PIE THEORY AND REAL TIME
In the scene, Mulder steps in a pie and Bruckman interrupts his recounting of this chronological sequence by commenting on the flavor of pie. As Katy Weismiller pointed out, the pie interruption is also exemplary of the discursive manipulation of story—how the time of viewing rarely (except in real time) corresponds to the time of the story action. A ten-second countdown in an action film can take 10 minutes to watch since narrative is interested in dilating the narrative in order to increase suspense.
MATCH CUTS AND METAPHOR
The class pointed out a number of other interesting discursive tricks and techniques throughout the episode.

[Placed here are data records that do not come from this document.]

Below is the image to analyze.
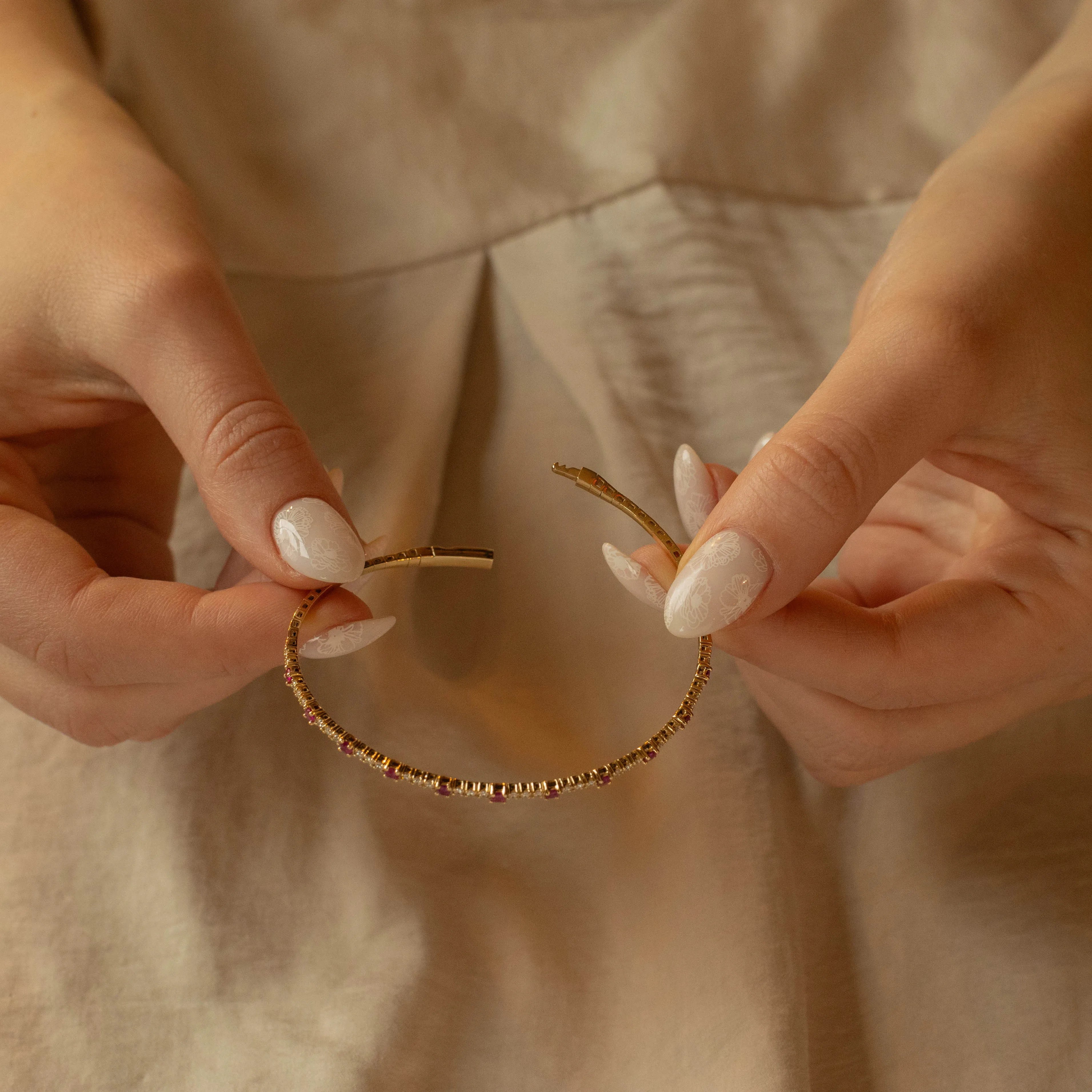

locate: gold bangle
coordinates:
[284,463,713,804]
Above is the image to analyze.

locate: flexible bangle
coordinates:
[284,463,713,804]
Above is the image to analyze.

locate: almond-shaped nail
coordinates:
[603,543,667,610]
[675,443,716,538]
[747,433,773,462]
[299,615,394,659]
[664,531,770,637]
[344,535,391,595]
[273,497,365,584]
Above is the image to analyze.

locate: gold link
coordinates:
[284,463,713,799]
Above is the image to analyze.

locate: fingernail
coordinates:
[603,543,667,610]
[747,433,773,462]
[675,443,716,538]
[299,615,395,659]
[664,531,770,637]
[273,497,365,584]
[345,535,391,595]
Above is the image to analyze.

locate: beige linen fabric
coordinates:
[0,0,1092,1092]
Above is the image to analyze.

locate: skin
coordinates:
[635,3,1092,785]
[0,0,371,744]
[6,0,1092,785]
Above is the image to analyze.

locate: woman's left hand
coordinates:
[607,36,1092,785]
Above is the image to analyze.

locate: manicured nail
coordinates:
[747,433,773,462]
[603,543,667,610]
[675,443,716,538]
[273,497,365,584]
[299,615,394,659]
[664,531,770,637]
[344,535,391,595]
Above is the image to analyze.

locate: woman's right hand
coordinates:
[0,0,382,744]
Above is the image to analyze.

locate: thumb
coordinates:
[664,321,965,637]
[109,263,365,587]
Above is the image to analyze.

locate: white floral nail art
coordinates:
[299,615,395,659]
[664,531,770,637]
[674,443,716,537]
[603,543,667,610]
[273,497,365,584]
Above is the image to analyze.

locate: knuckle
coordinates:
[877,291,1001,389]
[103,246,225,335]
[203,397,307,476]
[763,414,878,527]
[794,703,898,788]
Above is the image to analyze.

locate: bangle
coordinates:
[284,463,713,804]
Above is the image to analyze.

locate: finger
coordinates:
[714,547,1092,709]
[603,543,666,610]
[86,255,365,587]
[0,506,371,686]
[739,663,1080,787]
[665,320,967,637]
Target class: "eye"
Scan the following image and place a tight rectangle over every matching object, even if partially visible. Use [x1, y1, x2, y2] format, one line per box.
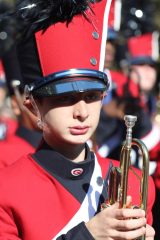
[58, 94, 76, 105]
[85, 92, 102, 102]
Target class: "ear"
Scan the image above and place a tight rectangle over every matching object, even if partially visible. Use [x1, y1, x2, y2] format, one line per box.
[23, 98, 38, 116]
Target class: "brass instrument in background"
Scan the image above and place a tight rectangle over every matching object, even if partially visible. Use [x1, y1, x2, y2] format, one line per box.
[105, 115, 149, 240]
[11, 79, 24, 110]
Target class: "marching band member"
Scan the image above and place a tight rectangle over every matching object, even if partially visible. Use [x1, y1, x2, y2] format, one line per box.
[0, 0, 155, 240]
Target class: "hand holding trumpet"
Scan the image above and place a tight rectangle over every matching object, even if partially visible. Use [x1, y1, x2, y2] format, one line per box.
[86, 196, 155, 240]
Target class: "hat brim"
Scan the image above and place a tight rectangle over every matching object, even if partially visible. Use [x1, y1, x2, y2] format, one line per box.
[32, 79, 109, 97]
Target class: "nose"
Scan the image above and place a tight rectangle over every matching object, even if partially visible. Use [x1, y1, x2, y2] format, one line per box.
[73, 100, 89, 121]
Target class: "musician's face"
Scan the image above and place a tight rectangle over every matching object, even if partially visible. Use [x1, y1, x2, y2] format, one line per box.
[34, 91, 103, 148]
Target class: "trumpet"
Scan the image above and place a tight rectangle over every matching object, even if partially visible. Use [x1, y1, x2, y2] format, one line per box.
[104, 115, 149, 240]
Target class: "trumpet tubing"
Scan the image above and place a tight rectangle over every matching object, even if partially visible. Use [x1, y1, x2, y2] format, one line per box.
[108, 115, 149, 240]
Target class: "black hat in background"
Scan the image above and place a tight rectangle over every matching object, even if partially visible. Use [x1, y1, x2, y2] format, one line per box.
[2, 44, 24, 96]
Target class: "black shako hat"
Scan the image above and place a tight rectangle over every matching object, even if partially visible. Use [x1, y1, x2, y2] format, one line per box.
[13, 0, 111, 97]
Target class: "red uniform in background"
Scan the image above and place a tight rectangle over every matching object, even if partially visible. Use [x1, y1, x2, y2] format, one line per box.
[0, 144, 155, 240]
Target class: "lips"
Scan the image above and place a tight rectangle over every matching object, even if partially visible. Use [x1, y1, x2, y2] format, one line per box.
[70, 126, 89, 135]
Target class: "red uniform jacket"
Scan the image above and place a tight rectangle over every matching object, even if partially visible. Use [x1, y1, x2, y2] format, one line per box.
[0, 142, 155, 240]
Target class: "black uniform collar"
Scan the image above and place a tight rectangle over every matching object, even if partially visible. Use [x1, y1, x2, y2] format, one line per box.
[15, 125, 42, 148]
[32, 142, 94, 179]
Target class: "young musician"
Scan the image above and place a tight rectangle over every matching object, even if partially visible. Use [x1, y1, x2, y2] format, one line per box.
[0, 0, 154, 240]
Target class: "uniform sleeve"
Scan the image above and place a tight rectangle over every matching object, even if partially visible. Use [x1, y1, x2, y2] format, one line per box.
[56, 222, 94, 240]
[147, 176, 155, 225]
[0, 207, 22, 240]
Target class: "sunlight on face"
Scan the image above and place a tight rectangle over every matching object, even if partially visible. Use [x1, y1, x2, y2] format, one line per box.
[38, 91, 103, 147]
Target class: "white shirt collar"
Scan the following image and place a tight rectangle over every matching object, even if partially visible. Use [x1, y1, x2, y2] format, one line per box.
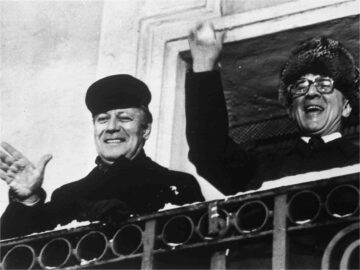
[301, 132, 342, 143]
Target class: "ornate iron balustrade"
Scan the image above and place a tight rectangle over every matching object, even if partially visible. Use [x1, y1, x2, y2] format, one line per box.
[1, 168, 360, 269]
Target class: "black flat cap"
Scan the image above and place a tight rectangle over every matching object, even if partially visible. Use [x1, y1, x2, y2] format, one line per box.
[85, 74, 151, 115]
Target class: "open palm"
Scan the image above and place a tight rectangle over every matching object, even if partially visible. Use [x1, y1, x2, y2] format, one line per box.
[0, 142, 52, 200]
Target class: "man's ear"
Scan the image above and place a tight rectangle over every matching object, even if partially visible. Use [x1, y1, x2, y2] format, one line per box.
[341, 99, 352, 118]
[143, 123, 152, 140]
[286, 105, 294, 120]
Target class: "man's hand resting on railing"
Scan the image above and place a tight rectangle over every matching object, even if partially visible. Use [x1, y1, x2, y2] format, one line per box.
[0, 142, 52, 205]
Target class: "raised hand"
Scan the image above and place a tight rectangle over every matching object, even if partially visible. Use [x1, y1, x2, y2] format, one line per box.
[188, 22, 225, 72]
[0, 142, 52, 203]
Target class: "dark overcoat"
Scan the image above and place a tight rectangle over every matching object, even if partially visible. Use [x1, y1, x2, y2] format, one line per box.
[1, 152, 204, 239]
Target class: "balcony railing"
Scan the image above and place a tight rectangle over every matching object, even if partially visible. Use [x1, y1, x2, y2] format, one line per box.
[1, 166, 360, 269]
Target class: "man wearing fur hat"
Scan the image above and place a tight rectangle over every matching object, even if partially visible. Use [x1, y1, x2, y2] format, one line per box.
[0, 74, 204, 238]
[186, 23, 359, 194]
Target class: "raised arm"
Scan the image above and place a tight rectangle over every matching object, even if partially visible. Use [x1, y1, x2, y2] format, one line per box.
[185, 23, 256, 194]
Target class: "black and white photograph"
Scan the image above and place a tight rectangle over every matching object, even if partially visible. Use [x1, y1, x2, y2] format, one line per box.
[0, 0, 360, 270]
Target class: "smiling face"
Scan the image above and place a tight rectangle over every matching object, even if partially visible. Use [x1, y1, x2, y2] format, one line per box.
[288, 74, 351, 136]
[94, 108, 151, 164]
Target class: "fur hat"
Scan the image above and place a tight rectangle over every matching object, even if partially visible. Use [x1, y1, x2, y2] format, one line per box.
[279, 37, 359, 109]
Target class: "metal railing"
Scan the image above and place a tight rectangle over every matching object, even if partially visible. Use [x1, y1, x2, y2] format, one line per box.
[0, 169, 360, 269]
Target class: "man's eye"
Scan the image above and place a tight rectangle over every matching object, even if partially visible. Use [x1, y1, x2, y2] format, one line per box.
[318, 80, 331, 87]
[295, 81, 309, 89]
[96, 116, 108, 123]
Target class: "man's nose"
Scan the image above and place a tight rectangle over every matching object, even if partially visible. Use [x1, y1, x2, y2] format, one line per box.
[306, 84, 320, 97]
[106, 118, 120, 132]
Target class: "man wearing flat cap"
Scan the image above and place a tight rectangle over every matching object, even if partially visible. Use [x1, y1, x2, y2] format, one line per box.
[186, 23, 359, 194]
[0, 74, 204, 238]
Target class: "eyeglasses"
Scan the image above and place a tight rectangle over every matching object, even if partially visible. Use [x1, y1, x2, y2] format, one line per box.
[287, 77, 334, 98]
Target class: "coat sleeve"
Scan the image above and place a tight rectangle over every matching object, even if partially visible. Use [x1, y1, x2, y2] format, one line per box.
[185, 71, 256, 194]
[0, 189, 56, 239]
[0, 188, 83, 239]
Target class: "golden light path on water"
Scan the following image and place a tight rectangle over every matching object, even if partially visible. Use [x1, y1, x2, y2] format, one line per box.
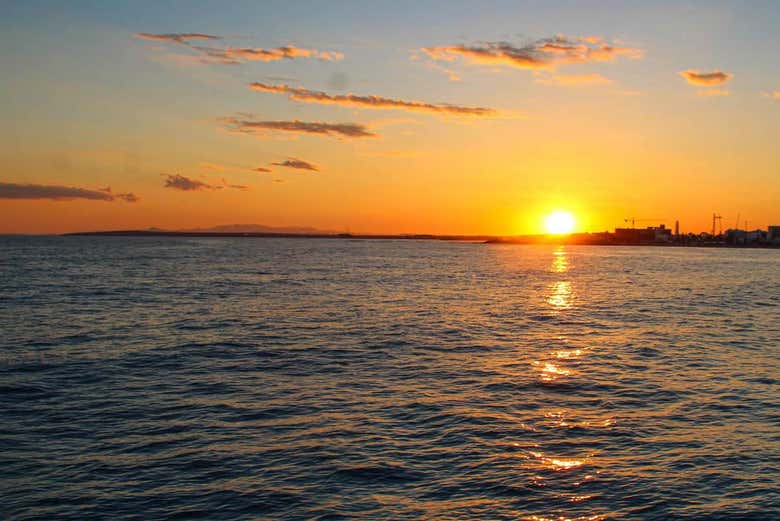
[523, 246, 614, 521]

We finished Wednesday’s class discussing one interesting discursive word play: the match cut from the Tarot reader's final card, "Death," to Scully's hand in a poker game with Clyde Bruckman: 3 Aces over 8s, what in poker is called the "Dead Man's Hand" (see the Primer for this episode). An alignment is thus made on a purely discursive level (through a match cut), an alignment that is analogous to the use of metaphor in language (the bringing together of two disparate things, as in "a lion is the king of the jungle," which links a king to a lion). The discursive technique of the match cut aligns the two scenes and, thus, in one sequence literalizes the major thematic juxtaposition of the episode: fate/narrative (the Tarot) vs. chance/life (poker), a metaphorical juxtaposition that, of course, we also saw in the Star Trek: TNG episode, "Cause and Effect."